Sheila Bair (who already has the reputation of not really being a team player) was on CNBC this morning (via Calculated Risk), talking about the new regulatory overhaul. Try telling us this sounds like someone ready to help push the new plan:
Clearly, there has been moral hazard and lack of market discipline fed by the 'too big to fail' doctrine, and this in turn has been fed by the lack of resolution mechanism that really works for very large financial organizations and this has been a central focus of ours, Bair said in an interview on CNBC.
President Barack Obama's sweeping plan to reform financial regulation, which was unveiled on Wednesday, included a proposal to make the FDIC the resolution authority responsible for unwinding troubled financial firms.
[Obamas regulation is] a good opening to the process, said Bair. I commend the President for getting personally involved in this and taking leadership and putting his own considerable influence behind the efforts Were still analyzing the whitepaper and want to work with the administration and Congress constructively on this.
Really? Damn, that's cold.
On a separete (though possibly semantic) point, we're not sure that there's really a "too big to fail doctrine" as Bair describes. It's not a policy, either. It's an acknowledgment. When Bernanke and Paulson tried to halt the panic in the banking system last fall, they didn't do so because they believed as a matter policy that some banks were "too big to fail," rather they believed that because they had grown so big, their failure would've been too devastating to society.
Now you can disagree with them.
(Excerpt) Read more at businessinsider.com ...
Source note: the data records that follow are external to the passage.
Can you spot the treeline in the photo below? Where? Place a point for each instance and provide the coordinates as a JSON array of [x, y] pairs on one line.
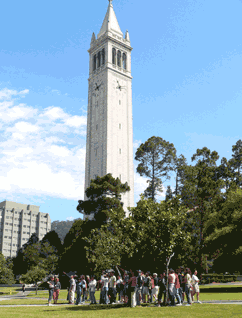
[[200, 221]]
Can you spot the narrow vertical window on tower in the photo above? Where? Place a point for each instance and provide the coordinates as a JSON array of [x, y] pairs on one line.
[[98, 59], [119, 58], [124, 61], [114, 56], [103, 56], [94, 62]]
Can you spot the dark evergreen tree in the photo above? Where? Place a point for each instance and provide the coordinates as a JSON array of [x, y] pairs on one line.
[[156, 157]]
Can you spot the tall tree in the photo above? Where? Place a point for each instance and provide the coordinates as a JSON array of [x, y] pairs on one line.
[[202, 194], [156, 157], [151, 232], [180, 164], [224, 244], [169, 193], [236, 162], [104, 194]]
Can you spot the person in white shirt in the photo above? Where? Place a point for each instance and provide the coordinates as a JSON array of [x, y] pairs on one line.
[[92, 289], [188, 282], [195, 282], [171, 286], [105, 281]]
Chair Bair said this morning that when her term is up, she will be ‘spending more time with her family.’
I keep having this recurring nightmare that Larry Summers is going to be Fed Chair next. But, my night terror comes when I see Paul Krugman sitting at the head of the table!
People are pushing for summers but because bo is owned by the banks I think he will keep helicopter ben myself.
Obama’s idea of combining the Fed and FDIC into one regulating authority is a bad idea. One authority is likely to have one focus.
Their rationale is that with more than one regulator nobody is taking responsibility for any new stuff, like credit derivatives. Personally, I think the FDIC should have considered the riskiness of bank owned credit derivatives all along.
Combining the lender of last resort, The Federal Reserve, with the bank oversight, FDIC, is a very bad move. This will lend result in bad banks being bailed out by the Federal Reserve instead of closed by the FDIC even in good times.
Supposedly, the breakup of AT&T was due to monopoly, so I had two wonder why, in the following decades, slouching toward monopoly in the banking/investment industry was okay.
Well, now we know why. 1) Create entities that are too big to fail, then fill them with corrupt and incompetent management. 3) Provide corrupt and incompetent congressional oversight. 3) When Too Big to Fail blows up, use as an excuse to rob the hapless serfs blind.